As the cloud becomes a more popular computing solution in the commercial world, it is starting to pique the interest of the academic research community. Collaborators of the experiment at the High Energy Accelerator Research Organization, known as KEK, in Japan are considering supplementing their computing with Amazon’s Elastic Compute Cloud (EC2), which provides on-demand, virtual computing resources over the Internet.

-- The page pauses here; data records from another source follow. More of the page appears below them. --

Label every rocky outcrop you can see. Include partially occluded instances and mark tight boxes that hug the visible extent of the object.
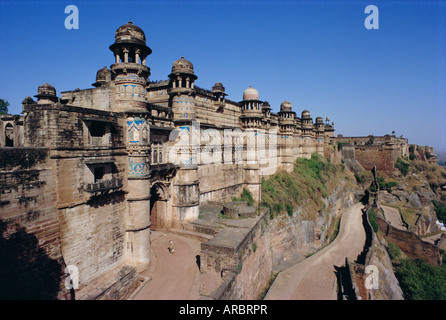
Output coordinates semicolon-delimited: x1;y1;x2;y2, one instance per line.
270;184;354;272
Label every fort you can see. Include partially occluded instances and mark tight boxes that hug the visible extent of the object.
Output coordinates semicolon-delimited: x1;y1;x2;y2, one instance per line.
0;22;440;299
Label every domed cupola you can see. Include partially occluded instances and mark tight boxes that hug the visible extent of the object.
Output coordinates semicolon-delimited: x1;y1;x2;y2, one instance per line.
278;100;296;134
240;86;263;128
243;86;259;100
35;83;58;104
92;66;111;87
172;57;197;78
108;21;152;112
301;110;313;137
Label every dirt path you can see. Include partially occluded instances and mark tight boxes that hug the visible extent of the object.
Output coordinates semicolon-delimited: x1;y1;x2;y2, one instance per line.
265;203;365;300
133;231;200;300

The KEKB particle accelerator produces a more densely-packed, intense beam than any currently operating collider, and an upgrade to the machine in 2013 is expected to increase the intensity by a factor of 50. The new Belle II detector will come online at the same time equipped to handle the estimated hundred-fold increase in data—expected to total 40 petabytes per year. This load will require more than 100,000 CPU cores, leading the collaboration to consider new computing options, said Martin Sevior, a KEK collaborator based at the University of Melbourne in Australia.
Sevior and his colleagues ran the complete Belle simulated data analysis chain on EC2 to test it, and found it easy to deploy jobs. They created an Amazon Machine Image (AMI), a computing environment customized to contain both the Scientific Linux operating system and applications for the Belle analysis system. Each AMI contains eight CPU cores—imagine eight PCs—and can be duplicated 20 times, creating a virtual 160-core cluster. To lower costs, the team set up an automation system that duplicates the AMI on demand and shuts down instances of it as need drops.
CPU usage is not consistent in high-energy physics experiments, so building a data center to satisfy peak demand would result in significant periods of underutilization. Since EC2 allows flexibility in scaling, Sevior said, a possible solution might be a hybrid system where the cloud provides for peak demand and the grid supplies base-load resources.
Sevior is concerned about remaining challenges, however. Although EC2 works nicely at the scales tested so far, it may not be feasible at the scales needed by Belle II in 2013. Pricing may need to come down before then, too, if it is to be a competitive option. Finally, he suspects that Belle II’s requirements for data production may exceed Amazon’s capacity to transfer the data back to the Belle II grid.
“EC2 is competitive for jobs that need a lot of resources for a short time, but we have not yet demonstrated it will be useful for the very large-scale needs of Belle II,” Sevior said. “What is clear is that we will need a distributed computing solution very much like a conventional grid and are currently planning to employ gLite for the bulk of our computing. Our investigations are to see to what extent cloud computing can or should supplement this.”
This story first appeared in International Science Grid This Week on May 20, 2009.